Roy DeCarava via Twitter
Thursday, March 18, 2021
With all that's going on where are we getting?
Control and yielding
The pandemic has afforded me more time (perhaps - lol, no, definitely - too much time) to revisit bits of my adolescence and early adulthood, books and albums and poems and things, I guess as a way of seeing what still resonates. I'm currently rereading Paul Woodruff's translation of Euripides' Bacchae - which I have not read since my early 20s - as a way of preparing for reading Anne Carson's translation from 2017 and thinking anew about this passage, from Woodruff's introduction (bolding my own to indicate the author's non-title italics):
Initiation occurs in many cults, but is especially appropriate in the case of Dionysus, the god who has a gift for combining opposites. It is not merely that he is gracious to his votaries and cruel to his enemies; that is said of many gods. Dionysus is a god who takes human form, a powerful male who looks soft and feminine, a native of Thebes who dresses as a foreigner. His parentage is mixed between divine and human; he is and is not a citizen of Thebes; his power has both feminine and masculine aspects. He does not merely cross boundaries, he blurs and confounds them, makes nonsense of the lines between Greek and foreign, between female and male, between powerful and weak, between savage and civilized. He is the god of both tragedy and comedy, and in his presence the distinction between them falls away, as both comedy and tragedy are woven into this extraordinary play. Most disturbing of all, Dionysus blurs the lines between the magnificence of a god, the petty angers of a human being, and the savage power of a lion or wild bull.
We might say, then, that Dionysus appears mysterious because he is mysterious, because it is his special role to undermine the boundaries set by human culture.

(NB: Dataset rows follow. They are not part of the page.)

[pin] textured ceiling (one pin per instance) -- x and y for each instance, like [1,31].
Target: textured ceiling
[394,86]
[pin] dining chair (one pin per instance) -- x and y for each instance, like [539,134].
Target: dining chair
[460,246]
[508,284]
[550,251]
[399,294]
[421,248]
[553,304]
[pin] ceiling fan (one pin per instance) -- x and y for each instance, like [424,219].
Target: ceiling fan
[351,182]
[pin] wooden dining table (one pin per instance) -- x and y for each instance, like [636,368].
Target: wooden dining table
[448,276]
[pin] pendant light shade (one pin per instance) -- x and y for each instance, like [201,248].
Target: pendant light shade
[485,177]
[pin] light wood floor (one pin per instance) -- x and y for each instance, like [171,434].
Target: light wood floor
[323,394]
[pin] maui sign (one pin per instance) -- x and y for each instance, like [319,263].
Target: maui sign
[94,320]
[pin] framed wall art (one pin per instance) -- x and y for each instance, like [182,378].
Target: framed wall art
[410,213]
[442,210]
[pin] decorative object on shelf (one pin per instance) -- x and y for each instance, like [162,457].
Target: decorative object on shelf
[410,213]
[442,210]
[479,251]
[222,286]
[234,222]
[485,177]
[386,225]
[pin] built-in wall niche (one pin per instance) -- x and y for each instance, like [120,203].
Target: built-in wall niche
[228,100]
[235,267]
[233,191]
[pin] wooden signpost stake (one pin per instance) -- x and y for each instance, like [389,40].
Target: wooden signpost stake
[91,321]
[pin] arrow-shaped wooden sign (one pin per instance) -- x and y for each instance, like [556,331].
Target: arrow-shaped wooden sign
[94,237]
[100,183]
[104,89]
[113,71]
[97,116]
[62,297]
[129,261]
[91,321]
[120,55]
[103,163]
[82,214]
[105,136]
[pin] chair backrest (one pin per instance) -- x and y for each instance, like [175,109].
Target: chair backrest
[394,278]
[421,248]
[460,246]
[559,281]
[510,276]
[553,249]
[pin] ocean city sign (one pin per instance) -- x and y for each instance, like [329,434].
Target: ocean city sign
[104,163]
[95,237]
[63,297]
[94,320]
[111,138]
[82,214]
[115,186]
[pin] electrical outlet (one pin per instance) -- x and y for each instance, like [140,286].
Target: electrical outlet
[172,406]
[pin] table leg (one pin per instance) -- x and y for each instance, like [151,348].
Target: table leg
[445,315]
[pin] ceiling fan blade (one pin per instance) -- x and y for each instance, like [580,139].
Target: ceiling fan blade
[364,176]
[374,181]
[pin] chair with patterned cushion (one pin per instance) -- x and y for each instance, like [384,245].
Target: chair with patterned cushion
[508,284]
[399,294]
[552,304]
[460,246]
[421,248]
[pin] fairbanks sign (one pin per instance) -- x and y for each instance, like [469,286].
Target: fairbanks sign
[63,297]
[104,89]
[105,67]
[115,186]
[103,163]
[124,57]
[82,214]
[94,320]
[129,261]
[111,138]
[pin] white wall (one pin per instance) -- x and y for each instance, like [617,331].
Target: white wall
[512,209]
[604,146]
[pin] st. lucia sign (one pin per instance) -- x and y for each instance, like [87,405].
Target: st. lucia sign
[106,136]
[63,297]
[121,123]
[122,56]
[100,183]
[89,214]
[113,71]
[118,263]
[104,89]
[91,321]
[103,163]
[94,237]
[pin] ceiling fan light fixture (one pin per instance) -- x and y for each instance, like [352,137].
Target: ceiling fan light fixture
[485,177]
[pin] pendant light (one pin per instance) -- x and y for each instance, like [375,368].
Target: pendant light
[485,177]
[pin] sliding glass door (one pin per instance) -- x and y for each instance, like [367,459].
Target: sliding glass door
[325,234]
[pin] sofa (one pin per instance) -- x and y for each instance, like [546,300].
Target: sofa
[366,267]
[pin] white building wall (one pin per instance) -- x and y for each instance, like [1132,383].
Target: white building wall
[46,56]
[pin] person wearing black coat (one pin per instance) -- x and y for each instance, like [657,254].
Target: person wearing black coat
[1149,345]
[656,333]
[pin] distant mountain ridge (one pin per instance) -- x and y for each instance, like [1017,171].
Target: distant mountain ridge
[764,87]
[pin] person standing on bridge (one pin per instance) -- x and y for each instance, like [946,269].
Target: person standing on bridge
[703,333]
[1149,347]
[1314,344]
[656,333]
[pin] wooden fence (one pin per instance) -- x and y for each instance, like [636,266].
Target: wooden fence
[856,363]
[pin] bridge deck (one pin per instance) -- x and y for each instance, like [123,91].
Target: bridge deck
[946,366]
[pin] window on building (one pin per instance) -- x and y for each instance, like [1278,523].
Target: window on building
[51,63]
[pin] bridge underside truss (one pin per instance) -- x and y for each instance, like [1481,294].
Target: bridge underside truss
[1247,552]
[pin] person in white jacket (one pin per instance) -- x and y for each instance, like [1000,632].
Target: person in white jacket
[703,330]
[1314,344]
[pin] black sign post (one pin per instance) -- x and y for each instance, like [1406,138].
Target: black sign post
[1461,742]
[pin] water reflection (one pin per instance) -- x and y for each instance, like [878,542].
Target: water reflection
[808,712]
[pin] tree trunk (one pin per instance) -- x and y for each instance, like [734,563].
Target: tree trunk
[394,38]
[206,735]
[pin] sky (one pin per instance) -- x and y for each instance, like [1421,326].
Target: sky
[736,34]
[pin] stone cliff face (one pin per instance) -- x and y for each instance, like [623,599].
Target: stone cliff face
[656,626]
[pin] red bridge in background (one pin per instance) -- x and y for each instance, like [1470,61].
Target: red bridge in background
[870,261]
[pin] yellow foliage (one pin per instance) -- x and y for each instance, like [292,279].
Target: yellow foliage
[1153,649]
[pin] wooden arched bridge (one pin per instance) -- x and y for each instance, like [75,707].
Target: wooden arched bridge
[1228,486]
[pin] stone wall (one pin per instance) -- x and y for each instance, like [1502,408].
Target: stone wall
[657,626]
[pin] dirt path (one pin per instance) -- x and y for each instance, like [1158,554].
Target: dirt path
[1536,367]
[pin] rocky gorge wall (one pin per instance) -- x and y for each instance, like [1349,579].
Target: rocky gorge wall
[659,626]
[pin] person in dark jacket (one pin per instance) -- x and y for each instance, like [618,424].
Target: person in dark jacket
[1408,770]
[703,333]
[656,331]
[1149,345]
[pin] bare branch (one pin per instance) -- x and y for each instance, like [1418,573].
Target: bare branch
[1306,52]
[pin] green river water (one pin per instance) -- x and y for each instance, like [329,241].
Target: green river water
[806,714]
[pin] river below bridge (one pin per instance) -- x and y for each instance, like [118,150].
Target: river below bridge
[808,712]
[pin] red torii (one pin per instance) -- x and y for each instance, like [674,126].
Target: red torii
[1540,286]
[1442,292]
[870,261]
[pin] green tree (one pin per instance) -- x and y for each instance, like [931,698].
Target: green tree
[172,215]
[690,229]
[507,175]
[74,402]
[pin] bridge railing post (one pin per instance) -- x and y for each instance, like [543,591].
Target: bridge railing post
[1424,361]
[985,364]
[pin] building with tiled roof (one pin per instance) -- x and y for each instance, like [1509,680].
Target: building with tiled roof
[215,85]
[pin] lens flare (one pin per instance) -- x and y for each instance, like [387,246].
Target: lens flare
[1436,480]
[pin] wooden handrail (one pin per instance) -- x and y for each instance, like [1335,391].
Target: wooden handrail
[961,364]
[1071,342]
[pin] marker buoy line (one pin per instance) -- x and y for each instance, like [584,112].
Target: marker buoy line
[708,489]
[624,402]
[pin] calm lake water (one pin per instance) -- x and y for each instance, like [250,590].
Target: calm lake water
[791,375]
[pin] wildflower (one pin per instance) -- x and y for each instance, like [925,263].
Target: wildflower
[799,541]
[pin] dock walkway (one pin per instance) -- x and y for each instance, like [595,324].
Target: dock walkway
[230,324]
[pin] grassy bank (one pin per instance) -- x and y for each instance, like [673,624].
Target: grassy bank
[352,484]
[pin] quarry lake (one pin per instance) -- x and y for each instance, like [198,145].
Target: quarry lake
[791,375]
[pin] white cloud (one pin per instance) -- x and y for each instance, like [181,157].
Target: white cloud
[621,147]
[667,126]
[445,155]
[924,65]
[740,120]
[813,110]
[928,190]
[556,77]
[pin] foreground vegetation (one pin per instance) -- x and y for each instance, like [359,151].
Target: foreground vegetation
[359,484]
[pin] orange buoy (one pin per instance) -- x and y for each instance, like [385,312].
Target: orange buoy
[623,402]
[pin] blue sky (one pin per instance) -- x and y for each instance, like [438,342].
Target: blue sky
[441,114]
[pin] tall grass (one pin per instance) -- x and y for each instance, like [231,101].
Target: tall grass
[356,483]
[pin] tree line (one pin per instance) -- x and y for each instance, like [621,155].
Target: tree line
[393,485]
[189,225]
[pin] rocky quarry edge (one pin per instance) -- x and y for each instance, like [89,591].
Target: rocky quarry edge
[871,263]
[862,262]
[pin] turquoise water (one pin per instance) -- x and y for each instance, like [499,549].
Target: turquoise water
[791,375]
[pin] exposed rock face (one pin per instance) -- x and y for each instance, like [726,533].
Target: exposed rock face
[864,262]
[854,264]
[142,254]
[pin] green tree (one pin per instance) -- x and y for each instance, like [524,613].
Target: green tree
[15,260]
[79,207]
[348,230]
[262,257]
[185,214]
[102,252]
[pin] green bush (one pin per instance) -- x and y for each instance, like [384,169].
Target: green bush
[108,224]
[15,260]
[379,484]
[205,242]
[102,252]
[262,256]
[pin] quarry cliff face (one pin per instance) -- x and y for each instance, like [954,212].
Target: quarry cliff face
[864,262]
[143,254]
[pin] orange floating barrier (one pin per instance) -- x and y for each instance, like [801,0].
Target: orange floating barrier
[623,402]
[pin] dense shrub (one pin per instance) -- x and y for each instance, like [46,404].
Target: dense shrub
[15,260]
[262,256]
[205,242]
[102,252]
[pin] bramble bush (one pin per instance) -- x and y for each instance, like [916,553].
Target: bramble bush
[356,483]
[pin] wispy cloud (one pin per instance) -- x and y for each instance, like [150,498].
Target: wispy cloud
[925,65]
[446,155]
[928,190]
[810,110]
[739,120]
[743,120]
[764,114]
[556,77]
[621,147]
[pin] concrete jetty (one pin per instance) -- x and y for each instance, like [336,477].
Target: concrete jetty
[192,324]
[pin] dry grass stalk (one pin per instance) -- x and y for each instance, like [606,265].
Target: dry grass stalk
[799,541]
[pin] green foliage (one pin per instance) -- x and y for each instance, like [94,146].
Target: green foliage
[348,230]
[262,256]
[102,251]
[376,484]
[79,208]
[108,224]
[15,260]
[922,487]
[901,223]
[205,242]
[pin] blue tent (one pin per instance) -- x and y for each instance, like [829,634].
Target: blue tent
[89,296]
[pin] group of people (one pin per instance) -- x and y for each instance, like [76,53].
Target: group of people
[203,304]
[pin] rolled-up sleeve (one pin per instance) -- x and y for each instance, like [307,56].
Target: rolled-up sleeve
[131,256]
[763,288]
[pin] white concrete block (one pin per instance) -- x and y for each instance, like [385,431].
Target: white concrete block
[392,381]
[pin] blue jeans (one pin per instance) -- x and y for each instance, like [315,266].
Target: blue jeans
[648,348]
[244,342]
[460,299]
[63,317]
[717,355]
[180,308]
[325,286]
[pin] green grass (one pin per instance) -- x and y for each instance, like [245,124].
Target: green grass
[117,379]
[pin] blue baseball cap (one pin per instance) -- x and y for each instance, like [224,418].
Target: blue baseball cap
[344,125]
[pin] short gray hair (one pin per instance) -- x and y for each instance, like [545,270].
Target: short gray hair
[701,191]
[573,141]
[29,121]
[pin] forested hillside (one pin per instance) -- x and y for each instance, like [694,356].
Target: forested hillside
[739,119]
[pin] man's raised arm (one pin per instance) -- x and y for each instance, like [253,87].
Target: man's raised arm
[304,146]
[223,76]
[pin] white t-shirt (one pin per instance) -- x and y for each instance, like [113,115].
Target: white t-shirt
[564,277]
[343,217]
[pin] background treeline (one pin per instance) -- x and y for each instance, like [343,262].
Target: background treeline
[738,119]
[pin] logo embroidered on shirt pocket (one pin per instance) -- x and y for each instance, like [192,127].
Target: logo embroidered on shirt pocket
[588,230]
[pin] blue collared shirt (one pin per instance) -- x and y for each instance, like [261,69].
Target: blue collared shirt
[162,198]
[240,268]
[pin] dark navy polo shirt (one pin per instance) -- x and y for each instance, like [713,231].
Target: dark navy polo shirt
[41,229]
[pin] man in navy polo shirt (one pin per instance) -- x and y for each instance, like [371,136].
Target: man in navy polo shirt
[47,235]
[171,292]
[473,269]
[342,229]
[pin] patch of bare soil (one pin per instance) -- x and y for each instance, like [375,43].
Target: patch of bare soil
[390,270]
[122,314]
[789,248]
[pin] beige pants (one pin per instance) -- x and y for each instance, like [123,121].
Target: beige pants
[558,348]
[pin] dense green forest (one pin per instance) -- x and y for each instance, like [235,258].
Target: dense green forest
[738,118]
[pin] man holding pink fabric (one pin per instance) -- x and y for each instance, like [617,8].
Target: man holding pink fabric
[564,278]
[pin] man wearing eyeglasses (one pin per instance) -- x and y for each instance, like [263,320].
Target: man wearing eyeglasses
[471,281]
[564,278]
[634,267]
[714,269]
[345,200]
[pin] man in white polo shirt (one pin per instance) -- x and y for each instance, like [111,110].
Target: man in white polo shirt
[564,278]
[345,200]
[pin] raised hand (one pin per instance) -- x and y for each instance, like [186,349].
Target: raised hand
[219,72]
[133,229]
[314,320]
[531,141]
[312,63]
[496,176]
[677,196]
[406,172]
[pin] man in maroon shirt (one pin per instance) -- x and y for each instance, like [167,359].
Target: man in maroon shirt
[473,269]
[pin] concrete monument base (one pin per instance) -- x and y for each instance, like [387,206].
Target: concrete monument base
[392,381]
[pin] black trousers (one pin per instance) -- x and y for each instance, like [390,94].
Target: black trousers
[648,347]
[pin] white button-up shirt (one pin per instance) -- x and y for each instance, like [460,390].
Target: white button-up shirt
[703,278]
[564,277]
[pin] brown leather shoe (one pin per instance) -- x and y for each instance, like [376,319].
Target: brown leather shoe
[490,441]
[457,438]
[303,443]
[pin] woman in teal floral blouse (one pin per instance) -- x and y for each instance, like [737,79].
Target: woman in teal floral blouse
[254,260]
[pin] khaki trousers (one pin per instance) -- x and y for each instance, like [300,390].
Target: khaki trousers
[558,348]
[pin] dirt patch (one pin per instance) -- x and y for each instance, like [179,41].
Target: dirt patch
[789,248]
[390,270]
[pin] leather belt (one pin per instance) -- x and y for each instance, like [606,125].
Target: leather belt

But Dionysus is not a god of mystery; he is the god of what is known as a mystery religion. Characters in the play are mystified by Dionysus because they are not initiated in his religion, and therefore do not have the clarity of vision that comes through the Bacchic experience. Generally, Greek gods present themselves obscurely to those who are not their favorites, and they blur the vision of those whom they wish to destroy. Dionysus carries this to an extreme in the myth dramatized by the Bacchae.
Initiation is a journey by way of symbolic death and rebirth, from darkness into light, indicating the passage from ignorance to joyful knowledge. The candidate is expected to resist, and is led by a guide through much of the journey. Initiation requires passive acceptance, then, and its clarity cannot be achieved by one's own active powers.
What the initiate comes to know about Dionysus is not his appearance. When Pentheus asks, "You say you saw the god clearly. What did he look like?" Dionysus in human form answers, "Whatever way he wanted. I had no control of that" (477-78). Initiates are beyond the level of appearances; they know Dionysus simply for the power that he is. The chorus is not aware that the young man they follow is actually their god in disguise; but that takes nothing away from their knowledge of the god. They know him well through their common experience of him in the practice of their religion.
If Dionysus is an enigma, he is one to which the chorus of Bacchae knows the answer - and so does the Athenian audience. We modern readers are left in ignorance, partly because of the secrecy surrounding the actual rituals of Dionysus-worship, and partly because even if we knew every detail, we would not have the clarity claimed by initiates because we cannot claim to have felt the god's presence.
The point of the play is not that we should be content with mystery and give up on our ambition for a clear understanding. It is a peculiarly modern error to prize the mystery or ambiguity of Dionysus for its own sake. The point, rather, is that clear understanding comes only by way of initiation, and not by active intellectual efforts. If a deity strikes you as mysterious, that is because you have not been initiated into his or her mysteries. The mystery will only deepen if you try to lead yourself to a solution.
The play keeps before us a running contrast between wisdom and cleverness, a contrast by which modern scholarship (as Nietzsche saw) would be on the wrong side. The chorus would pity or fear us modern scholars, if they could know us through a reversing time machine. Our hard-won knowledge would be mere cleverness in their eyes.